U.S. Pat. No. 5,591,740 to Chipman et al. discloses using compositions comprising hymenialdisine or debromohymenialdisine to treat osteoarthritis.
U.S. Pat. No. 5,621,099 to Annoura et al. discloses a method for synthesizing hymenialdisine, bromohymenialdisine, and related compounds.
U.S. Pat. Nos. 5,834,609, 6,103,899, and 6,218,549, all to Horne et al. disclose bicyclic aminoimidizole compounds which have anti-tumor and antimicrobial activity.
U.S. Pat. No. 6,197,954 B1, 6,211,361, 6,528,646, and published U.S. Patent Application No. 2001/0012891A1, all to Horne et al., disclose processes for synthesizing hymenialdisine, related compounds, and their intermediates.
Published U.S. Patent Application No. 20030060457A1 to Schaffer et al. discloses that hymenialdisine is a cdk inhibitor which can be used as an inhibitor of gene expression, replication, and reactivation in pathogenic agents.

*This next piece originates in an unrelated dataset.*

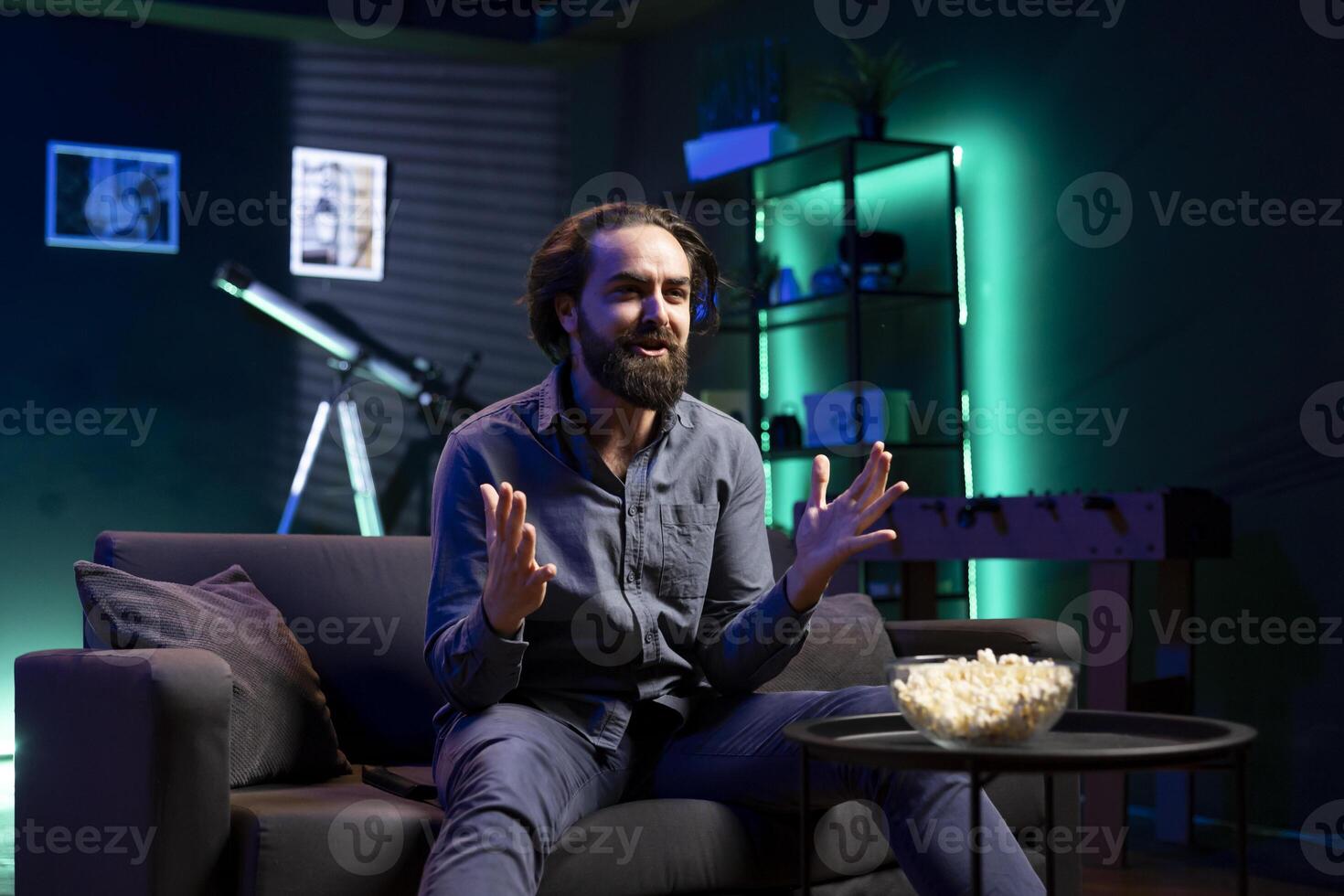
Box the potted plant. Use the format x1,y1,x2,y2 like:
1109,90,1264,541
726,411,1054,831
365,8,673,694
816,40,955,140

EP1106180A1 and WO0141768A2 to Meijer disclose using hymenialdisine and related compounds such as debromohymenialdisine to inhibit cyclin dependent kinases, GSK-3β, and casein kinase 1 for preventing and treating neurodegenerative disorders such as Alzheimer's disease, diabetes, inflammatory pathologies, and cancers.

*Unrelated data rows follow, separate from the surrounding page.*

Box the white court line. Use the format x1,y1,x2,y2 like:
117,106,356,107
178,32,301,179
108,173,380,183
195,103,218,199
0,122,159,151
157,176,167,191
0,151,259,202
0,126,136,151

DNA replication is a process that requires great accuracy and relies on surveillance mechanisms, which monitor DNA damage and initiate DNA repair (Zhou, B.-B. S., et al., Nature 408 433–439 (2000)). The inability to carry out DNA repair often leads to the transformation of normal cells into malignancies (Martin, N. M. B., J. Photochem. Photobiol. B 63 162–170 (2001)). Upon DNA damage, cell cycle checkpoints get activated, which delay cell cycle progression and allow DNA repair. A multi-faceted involvement of these checkpoint pathways regulates DNA repair, (Zhou, B.-B. S., et al., Nature 408 433–439 (2000; Martin, N. M. B., J. Photochem. Photobiol. B 63 162–170 (2001); and Zhao, S., et al., Nature 405, 473 (2000)) telomere length (Naito, T., et al., Nat. Genet. 20 203–206 (1998); Ritchie, K. B., et al., Mol. Cell Biol. 10 6065–6075 (1999)) and the induction of apoptotic cell death (Zhou, B.-B. S., et al., Nature 408 433–439 (2000); and Lowe, S. W., et al., Nature 362 847–849 (1993)). Protein kinases regulate a host of cellular processes such as growth and differentiation, cell proliferation and apoptosis (Sielecki, T. M., et al., J. Med. Chem. 43 1–18 (2000); Sridhar, R., et al., Pharm. Res. 17 1345–1353 (2000); Traxler, P., et al., J. Med. Res. Rev. 21 499–512 (2001); Scapin, G., Drug Discovery Today 7. (2001); Toogood, P. L., Med. Res. Rev. 21 487–498 ((2001); and Bridges, A. J., Chem. Rev. 101 2541–2572 (2001)). DNA damage caused by radiation or chemotherapy triggers the DNA damage-responsive protein kinases ATM and ATR, which activate Chk1 and Chk2. Chk1 and Chk2 in turn phosphorylate Cdc25 and prevent Cdc2 activation, resulting in cell cycle arrest (Curman, D., et al., J. Biol. Chem. 276 17914–17919 (2001)). Hence, small molecules that can inhibit the checkpoints may enhance the efficacy of DNA damaging chemotherapeutics or radiation therapy (Rundle, N. T., et al., J. Biol. Chem. 276 48231–48236 (2001); Jackson, J. R., et al., Cancer Res. 60 566–572 (2000); Koniaras, K., et al., Oncogene 20 7453–7463 (2001); Zhou, B.-B. S., et al., Cancer Biol. Ther. 2 S16–S22 (2003); Yu, Q., et al., Cancer Res. 62 5743–5748 (2002)).
In light of the prior art, there remains a need for other small molecules that have activities which exhibit a similar or better pharmacological profile to hymenialdisine and which are simple and inexpensive to prepare.